2026年F1プレシーズンテスト(第2回バーレーン)
2026年F1プレシーズンテスト(第2回バーレーン) 初日に行われたスタート練習

 初日テストは、その時点で走行していなかったランス・ストロール(アストンマーティン)を除く10チーム10台のマシンによって行われた。

 手順は以下のとおりだ。まず赤旗が提示され、全車がピットレーンに戻ってファストレーンに整列。それからピット出口が開放され、各車は再びグリッドへ向かった。その後、追加のフォーメイションラップを1周行い、各車がグリッド上の所定位置に戻ると、ガントリーに新たに設けられた“5秒前”の青いプレスタート警告灯が点灯し、その後、通常のスタートライト手順が実施された。

 最前列のマクラーレンのオスカー・ピアストリは出遅れ気味だったが、後方のキャデラックのバルテリ・ボッタスはロケットスタートを切るなど、各車のグリッド離脱速度はかなりまちまちだったものの、特にインシデントは発生しなかった。

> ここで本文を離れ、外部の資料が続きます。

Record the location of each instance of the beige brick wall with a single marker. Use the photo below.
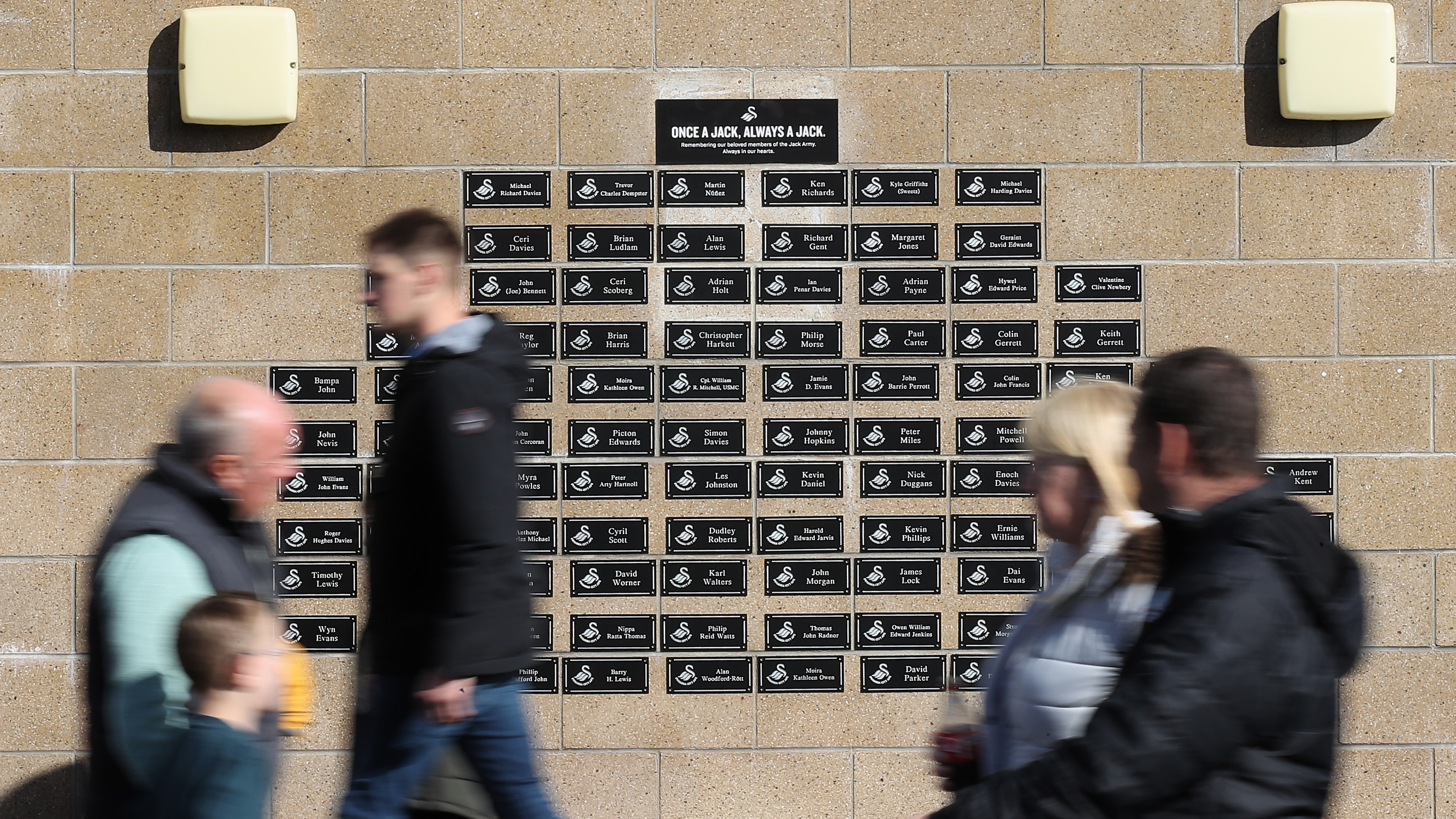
(139, 255)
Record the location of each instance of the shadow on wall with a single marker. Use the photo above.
(165, 127)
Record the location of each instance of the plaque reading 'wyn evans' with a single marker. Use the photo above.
(994, 533)
(1021, 240)
(796, 188)
(806, 242)
(334, 536)
(806, 383)
(994, 187)
(507, 188)
(902, 533)
(609, 190)
(313, 385)
(994, 286)
(507, 243)
(321, 633)
(985, 575)
(343, 482)
(707, 481)
(609, 385)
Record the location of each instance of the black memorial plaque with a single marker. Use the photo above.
(806, 242)
(699, 188)
(606, 438)
(909, 242)
(710, 536)
(748, 131)
(998, 382)
(806, 578)
(340, 482)
(613, 632)
(707, 286)
(603, 286)
(791, 536)
(982, 435)
(801, 479)
(507, 188)
(507, 243)
(613, 578)
(902, 479)
(693, 481)
(1302, 476)
(609, 385)
(321, 633)
(609, 188)
(609, 243)
(994, 533)
(316, 580)
(998, 187)
(705, 578)
(1018, 240)
(705, 437)
(603, 340)
(313, 385)
(616, 675)
(1097, 338)
(880, 187)
(804, 188)
(806, 632)
(701, 243)
(994, 286)
(806, 383)
(603, 536)
(328, 536)
(1100, 283)
(806, 435)
(520, 286)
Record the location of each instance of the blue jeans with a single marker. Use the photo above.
(395, 747)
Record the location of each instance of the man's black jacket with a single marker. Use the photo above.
(448, 590)
(1226, 703)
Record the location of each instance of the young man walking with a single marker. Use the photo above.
(449, 609)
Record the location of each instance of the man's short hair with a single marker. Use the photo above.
(212, 633)
(1212, 392)
(414, 232)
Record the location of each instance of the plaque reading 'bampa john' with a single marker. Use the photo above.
(341, 482)
(313, 385)
(902, 479)
(902, 533)
(787, 536)
(609, 190)
(994, 533)
(800, 188)
(507, 188)
(701, 188)
(707, 481)
(807, 242)
(1018, 240)
(748, 131)
(507, 243)
(705, 437)
(710, 536)
(316, 580)
(806, 383)
(331, 536)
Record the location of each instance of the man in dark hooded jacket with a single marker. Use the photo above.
(1226, 703)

 ボッタスは、スタートに関し、従来の手順を維持しても危険はないと断言した。

「以前より危険だとは思わない。主な違いは、グリッド上でより長い時間、高い回転数を維持していなければならないことだ。その点については解決策を見つけなければならない」

「唯一気になるのは、レーススタートでグリッド後方にいる場合だ。回転数を上げ始めた時点で既にスタートライトが点灯し始めている。するとライトが消える前にターボを十分に回す時間がない。それは明らかに後方のドライバーに限った問題だけどね」

2026年F1プレシーズンテスト(第2回バーレーン)
2026年F1プレシーズンテスト(第2回バーレーン) 初日に行われたスタート練習

 フェラーリのルイス・ハミルトンは、まだ本格的なスタートシミュレーションを行っていないとしつつも、「決して危険ではない。そのようなイメージは取り除くべきだと思う。単にこれまでとは手順が異なり、長くなっただけだ」と語った。

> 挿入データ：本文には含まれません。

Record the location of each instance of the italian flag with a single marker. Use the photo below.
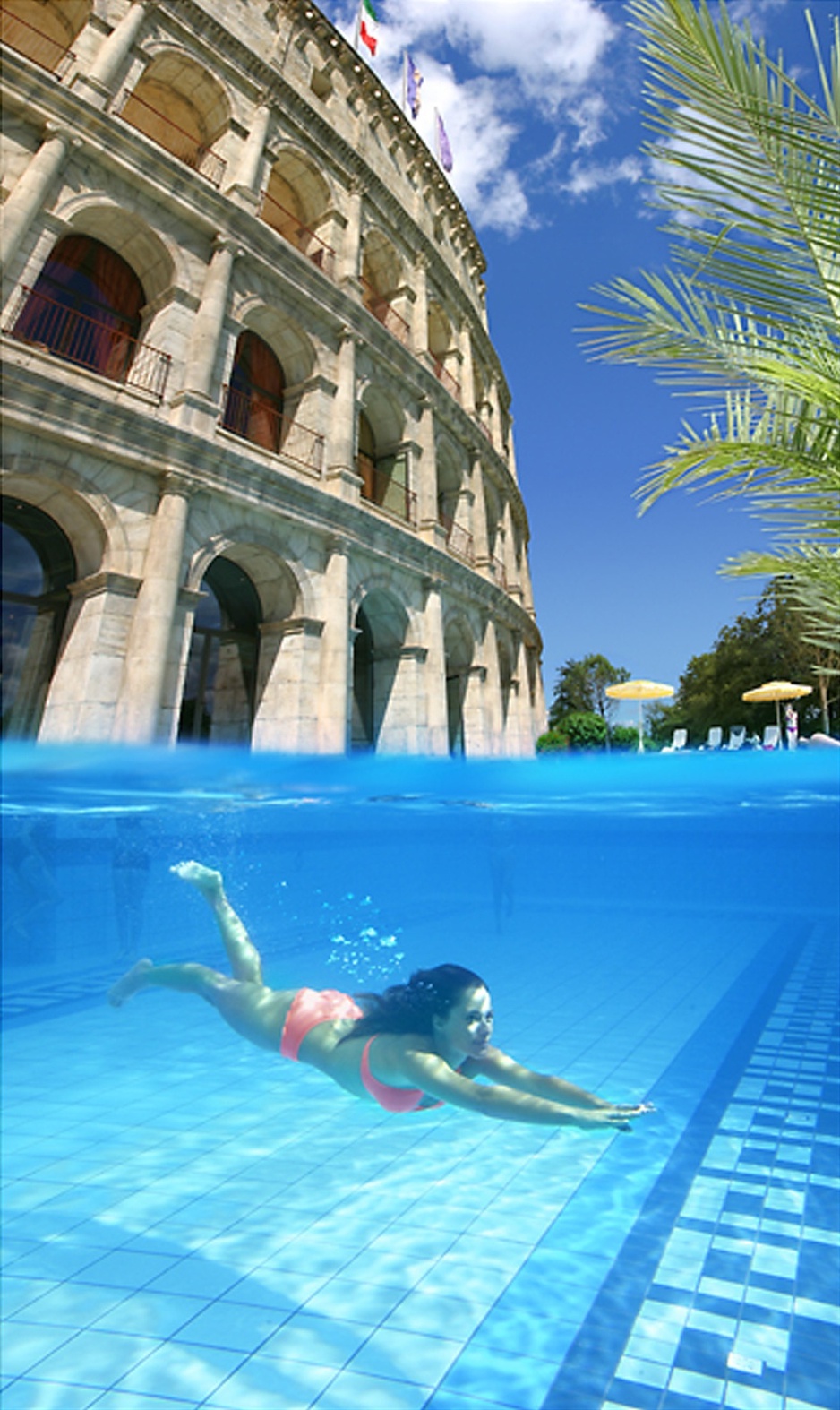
(368, 26)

「ターボが十分に回っていなくても発進自体は可能だ。でもアンチストールが作動する可能性があり、それが一部の人々を不安にさせているのかもしれない。でも危険だとは思わないよ」

 マックス・フェルスタッペンは「不安を感じるならピットレーンからスタートすればいい。どうせターン4までに最後尾集団に追いつけるから問題ない」と冗談を言った。

 しかしFIAは油断していない。水曜日に試した新方式のバリエーションについて、テスト残りの2日間でさらなる検証を行う予定であり、その結果を踏まえてオーストラリアGP以降の新たなレーススタート手順が最終決定される見通しだ。